Using statistics, one recognizes that \[\int_{-\infty}^{\infty} \frac{f(x)}{p(x)} p(x) dx = E\left[\frac{f(x)}{p(x)}\right],\] where \(E\left[\frac{f(x)}{p(x)}\right]\) is the expectation value of \(\frac{f(x)}{p(x)}\) under the probability distribution depicted by \(p(x)\). To actually calculate the expectation value, one uses the following estimate \[E\left[\frac{f(x)}{p(x)}\right] \approx \frac{1}{N} \sum_{i=1}^N \frac{f(x_i)}{p(x_i)},\] where \(N\) random numbers \(\{x_i\}\) are sampled according to the probability distribution depicted by \(p(x)\).

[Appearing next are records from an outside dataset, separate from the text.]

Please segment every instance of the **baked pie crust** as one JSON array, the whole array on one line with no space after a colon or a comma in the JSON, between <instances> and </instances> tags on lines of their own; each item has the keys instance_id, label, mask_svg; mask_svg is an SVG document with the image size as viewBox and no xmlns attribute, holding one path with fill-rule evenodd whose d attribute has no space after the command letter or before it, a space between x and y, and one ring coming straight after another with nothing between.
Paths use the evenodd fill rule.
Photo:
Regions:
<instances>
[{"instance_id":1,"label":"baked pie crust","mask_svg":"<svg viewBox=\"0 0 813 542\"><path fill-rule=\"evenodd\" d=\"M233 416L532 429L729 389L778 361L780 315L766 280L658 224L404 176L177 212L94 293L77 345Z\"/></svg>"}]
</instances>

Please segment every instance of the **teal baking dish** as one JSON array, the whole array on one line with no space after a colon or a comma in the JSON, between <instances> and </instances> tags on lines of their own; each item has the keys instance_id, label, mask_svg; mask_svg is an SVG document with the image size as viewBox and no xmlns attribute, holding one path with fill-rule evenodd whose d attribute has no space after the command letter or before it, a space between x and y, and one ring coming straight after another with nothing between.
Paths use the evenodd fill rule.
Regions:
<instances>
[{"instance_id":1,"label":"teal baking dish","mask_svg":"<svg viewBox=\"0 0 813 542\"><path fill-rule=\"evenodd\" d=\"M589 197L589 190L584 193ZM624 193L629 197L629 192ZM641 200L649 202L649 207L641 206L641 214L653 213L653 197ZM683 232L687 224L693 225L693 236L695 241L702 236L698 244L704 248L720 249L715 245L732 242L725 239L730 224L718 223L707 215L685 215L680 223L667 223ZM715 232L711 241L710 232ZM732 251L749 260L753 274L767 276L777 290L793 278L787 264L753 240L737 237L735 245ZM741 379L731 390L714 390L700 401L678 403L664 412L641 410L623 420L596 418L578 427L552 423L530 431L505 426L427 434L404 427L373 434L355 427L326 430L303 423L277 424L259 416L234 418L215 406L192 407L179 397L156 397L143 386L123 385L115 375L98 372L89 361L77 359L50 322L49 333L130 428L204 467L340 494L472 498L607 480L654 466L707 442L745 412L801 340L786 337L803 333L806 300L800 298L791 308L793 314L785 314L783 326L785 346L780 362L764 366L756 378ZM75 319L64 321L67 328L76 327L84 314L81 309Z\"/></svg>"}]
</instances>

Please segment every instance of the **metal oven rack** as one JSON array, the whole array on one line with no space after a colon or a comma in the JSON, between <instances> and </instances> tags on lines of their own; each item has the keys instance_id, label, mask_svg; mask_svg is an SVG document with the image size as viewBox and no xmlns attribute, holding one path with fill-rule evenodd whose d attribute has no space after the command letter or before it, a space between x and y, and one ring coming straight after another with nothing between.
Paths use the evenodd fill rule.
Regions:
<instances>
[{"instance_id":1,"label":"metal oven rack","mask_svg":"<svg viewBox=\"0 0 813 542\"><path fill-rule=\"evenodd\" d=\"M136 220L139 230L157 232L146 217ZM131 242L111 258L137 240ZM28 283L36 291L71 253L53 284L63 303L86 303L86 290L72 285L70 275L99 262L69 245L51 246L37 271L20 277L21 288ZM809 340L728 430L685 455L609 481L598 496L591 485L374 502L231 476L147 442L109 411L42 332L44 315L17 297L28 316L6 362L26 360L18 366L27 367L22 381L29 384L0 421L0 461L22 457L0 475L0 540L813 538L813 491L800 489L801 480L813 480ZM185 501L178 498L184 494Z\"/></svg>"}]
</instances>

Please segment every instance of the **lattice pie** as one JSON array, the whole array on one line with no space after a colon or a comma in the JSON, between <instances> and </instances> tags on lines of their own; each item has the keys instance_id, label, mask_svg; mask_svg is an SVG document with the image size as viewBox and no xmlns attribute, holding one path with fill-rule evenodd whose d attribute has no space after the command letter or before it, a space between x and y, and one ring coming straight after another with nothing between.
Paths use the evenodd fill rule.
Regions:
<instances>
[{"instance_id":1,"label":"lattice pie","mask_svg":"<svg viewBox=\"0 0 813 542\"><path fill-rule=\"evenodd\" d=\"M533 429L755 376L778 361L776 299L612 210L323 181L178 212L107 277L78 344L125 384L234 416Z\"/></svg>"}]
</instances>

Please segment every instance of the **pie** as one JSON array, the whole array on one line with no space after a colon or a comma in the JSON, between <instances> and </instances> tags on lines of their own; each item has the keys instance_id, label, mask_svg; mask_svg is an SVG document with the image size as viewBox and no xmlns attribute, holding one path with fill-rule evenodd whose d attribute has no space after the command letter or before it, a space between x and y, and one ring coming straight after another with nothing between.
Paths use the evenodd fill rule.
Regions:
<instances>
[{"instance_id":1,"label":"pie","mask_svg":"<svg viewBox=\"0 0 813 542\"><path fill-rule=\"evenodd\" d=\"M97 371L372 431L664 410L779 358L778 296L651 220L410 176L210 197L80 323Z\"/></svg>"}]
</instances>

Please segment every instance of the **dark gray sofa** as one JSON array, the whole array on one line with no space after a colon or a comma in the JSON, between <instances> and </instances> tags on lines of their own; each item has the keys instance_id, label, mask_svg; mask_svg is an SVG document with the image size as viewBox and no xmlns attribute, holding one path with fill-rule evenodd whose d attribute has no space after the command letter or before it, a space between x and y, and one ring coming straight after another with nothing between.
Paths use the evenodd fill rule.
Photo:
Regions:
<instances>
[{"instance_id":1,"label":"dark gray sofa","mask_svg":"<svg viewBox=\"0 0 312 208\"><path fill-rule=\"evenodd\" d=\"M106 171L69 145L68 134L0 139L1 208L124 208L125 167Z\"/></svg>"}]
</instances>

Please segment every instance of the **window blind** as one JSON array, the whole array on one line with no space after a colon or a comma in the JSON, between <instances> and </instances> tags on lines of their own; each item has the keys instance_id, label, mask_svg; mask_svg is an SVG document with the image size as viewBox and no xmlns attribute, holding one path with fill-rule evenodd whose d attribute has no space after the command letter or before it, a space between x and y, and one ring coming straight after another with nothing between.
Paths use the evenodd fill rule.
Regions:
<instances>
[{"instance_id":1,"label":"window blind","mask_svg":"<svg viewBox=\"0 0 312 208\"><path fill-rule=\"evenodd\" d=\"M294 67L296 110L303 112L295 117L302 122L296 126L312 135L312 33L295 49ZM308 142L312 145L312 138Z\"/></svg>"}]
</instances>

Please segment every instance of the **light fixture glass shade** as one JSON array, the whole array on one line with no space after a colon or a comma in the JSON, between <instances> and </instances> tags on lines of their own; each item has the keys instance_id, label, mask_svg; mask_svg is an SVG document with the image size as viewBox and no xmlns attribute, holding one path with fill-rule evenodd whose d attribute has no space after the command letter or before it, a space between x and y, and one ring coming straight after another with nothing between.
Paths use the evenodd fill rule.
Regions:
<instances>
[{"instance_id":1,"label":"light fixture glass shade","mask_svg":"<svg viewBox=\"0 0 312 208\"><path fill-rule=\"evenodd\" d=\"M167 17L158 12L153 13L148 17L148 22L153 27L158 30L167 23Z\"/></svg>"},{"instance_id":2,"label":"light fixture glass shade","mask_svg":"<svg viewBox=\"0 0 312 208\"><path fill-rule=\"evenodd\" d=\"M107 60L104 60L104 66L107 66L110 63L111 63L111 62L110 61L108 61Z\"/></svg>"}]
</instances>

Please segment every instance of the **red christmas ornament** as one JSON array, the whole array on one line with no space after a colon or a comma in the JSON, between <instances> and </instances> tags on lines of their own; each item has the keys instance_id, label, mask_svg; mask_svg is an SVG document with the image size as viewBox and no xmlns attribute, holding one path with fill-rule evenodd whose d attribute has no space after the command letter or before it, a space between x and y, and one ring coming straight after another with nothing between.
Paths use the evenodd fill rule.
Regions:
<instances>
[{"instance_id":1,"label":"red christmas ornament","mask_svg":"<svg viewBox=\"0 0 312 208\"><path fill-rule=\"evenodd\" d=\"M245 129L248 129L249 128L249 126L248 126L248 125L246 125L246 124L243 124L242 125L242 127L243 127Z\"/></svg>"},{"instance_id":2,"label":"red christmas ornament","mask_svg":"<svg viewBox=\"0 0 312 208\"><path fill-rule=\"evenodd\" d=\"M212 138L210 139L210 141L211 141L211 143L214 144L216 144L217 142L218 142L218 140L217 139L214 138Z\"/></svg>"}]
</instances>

Essentially, one turns a integration problem into a sampling problem. It is called importance sampling, because the variance is minimum when one chooses a \(p(x)\) such that \(p(x) \propto f(x)\), in the sense that we sample more points where \(f(x)\) is the largest in magnitude and sample less points where \(f(x)\) is small in magnitude. In reality, this is not practical, the next best thing one can do is to match the shapes and the locations of the peaks of \(p(x)\) and \(f(x)\) as closely as possible.
For our integrand \(f(x)=\frac{\exp \left(-\frac{x^2}{2} \right)}{1+x^2}\), we will choose \(p(x)=K \exp\left(-\frac{x^2}{2\alpha}\right) \;,\) where \(K\) is chosen so that \(p(x)\) is a valid probability distribution (i.e., normalized correctly).
The utility of doing this is that we know how to sample a Gaussian distribution using a Gaussian random number generator.
Thus, for Monte Carlo integration with importance sampling, we will sample random configurations distributed according to the function \(p(x)\), and we will evaluate the integral \(I\) by computing the expectation value of the estimator \(g(x)\): \(I = \langle g(x) \rangle_{p(x)} \;\).